Frankly, the inherent benefits in allowing personal computers in the classroom outweigh the detriments that come along with them, and professors should be able to accept as much. If they really value their students’ ability to absorb the material, they should realize that computerized note taking makes the process less painful and more helpful.

If they yearn for classroom discourse, they should think about the value of having an infinite wealth of relevant information at the fingertips of students.

And if professors can’t find the merit in these tools, then the University should step in and point it out to them. The school spends too much time and money on its technological endeavors (and the promotion thereof) to let those tuition-subsidized laptops sit idle and those campus-spanning wireless networks go unused in that most important arena of education: the classroom.

The drawbacks to bringing the World Wide Web into the classroom, most notably the temptation to be distracted by AIM, Yahoo! and Perez Hilton, are not so much the root of the problem as the symptoms of it.

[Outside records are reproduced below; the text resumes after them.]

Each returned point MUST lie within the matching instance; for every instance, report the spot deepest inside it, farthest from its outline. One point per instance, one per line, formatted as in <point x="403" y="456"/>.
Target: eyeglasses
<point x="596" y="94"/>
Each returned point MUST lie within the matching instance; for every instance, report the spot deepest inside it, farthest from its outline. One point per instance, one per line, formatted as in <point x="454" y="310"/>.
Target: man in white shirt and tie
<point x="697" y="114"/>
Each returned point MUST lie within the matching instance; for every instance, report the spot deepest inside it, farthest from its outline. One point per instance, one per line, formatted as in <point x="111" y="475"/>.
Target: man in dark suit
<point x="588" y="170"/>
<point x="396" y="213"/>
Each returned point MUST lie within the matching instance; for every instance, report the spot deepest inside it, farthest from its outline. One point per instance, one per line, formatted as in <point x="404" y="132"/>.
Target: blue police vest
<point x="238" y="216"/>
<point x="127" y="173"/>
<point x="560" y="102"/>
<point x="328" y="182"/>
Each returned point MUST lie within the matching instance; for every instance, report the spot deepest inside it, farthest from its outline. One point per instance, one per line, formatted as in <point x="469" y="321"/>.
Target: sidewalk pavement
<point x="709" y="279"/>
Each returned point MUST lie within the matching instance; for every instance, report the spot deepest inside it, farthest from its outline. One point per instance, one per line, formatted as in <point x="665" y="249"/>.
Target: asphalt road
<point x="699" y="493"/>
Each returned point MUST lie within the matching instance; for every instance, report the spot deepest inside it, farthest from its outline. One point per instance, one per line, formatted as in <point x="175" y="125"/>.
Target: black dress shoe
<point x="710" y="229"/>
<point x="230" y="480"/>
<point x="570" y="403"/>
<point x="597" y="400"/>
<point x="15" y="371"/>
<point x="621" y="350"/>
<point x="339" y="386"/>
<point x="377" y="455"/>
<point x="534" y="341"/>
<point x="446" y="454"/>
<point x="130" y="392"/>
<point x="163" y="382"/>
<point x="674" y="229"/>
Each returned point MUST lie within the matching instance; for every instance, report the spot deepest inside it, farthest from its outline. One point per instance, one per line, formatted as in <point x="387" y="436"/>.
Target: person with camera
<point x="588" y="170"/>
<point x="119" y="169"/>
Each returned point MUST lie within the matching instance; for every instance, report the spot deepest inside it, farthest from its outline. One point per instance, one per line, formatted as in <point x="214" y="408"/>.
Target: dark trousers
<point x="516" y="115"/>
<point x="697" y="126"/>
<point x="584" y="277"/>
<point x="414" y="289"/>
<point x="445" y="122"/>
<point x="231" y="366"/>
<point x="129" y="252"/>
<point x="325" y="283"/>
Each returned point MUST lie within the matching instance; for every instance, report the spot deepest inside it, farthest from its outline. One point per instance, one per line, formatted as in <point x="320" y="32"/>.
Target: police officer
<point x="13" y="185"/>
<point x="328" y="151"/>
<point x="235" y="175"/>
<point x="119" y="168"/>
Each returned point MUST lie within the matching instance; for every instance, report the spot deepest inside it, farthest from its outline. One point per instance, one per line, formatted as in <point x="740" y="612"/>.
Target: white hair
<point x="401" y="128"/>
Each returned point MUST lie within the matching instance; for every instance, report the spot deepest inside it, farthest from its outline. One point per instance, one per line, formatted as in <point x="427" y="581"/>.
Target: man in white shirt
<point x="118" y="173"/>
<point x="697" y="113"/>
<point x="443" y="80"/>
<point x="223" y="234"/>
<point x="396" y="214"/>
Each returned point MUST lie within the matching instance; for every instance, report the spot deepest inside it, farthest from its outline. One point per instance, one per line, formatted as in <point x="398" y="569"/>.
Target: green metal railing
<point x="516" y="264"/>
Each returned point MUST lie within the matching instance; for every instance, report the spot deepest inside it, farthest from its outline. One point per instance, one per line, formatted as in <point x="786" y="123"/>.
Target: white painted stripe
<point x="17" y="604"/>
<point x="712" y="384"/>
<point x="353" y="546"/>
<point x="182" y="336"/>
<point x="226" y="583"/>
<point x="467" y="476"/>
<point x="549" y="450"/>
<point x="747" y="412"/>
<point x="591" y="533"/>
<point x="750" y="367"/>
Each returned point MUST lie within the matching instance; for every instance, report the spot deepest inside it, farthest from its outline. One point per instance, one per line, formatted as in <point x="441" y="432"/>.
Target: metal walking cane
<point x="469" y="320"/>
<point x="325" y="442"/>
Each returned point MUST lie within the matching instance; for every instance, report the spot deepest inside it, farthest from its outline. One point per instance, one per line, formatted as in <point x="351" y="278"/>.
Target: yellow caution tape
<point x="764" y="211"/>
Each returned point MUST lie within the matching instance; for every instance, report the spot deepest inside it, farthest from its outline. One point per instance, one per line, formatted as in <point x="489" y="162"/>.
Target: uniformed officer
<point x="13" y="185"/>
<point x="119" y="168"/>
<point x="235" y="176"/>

Again, I hate to say it, but students who spend their time in class playing online sudoku aren’t going to be any more engaged if they’re forced into whiling away their class time without the aid of their laptops. Whether the problem here lies with the student, the material, or the way that it’s presented is conjecture, but the abolishment of the in-class computer is not the solution.

Again, I can see where professors are coming from when they ban laptops from their classes in the interest of an efficient learning space. I hope that they can similarly see where I’m coming from when I say that learning space is made most effective by allowing them.

For once, the guys in the ivory tower should dictate what goes on in the classroom, and for once, it would be for the benefit of those who are here to learn.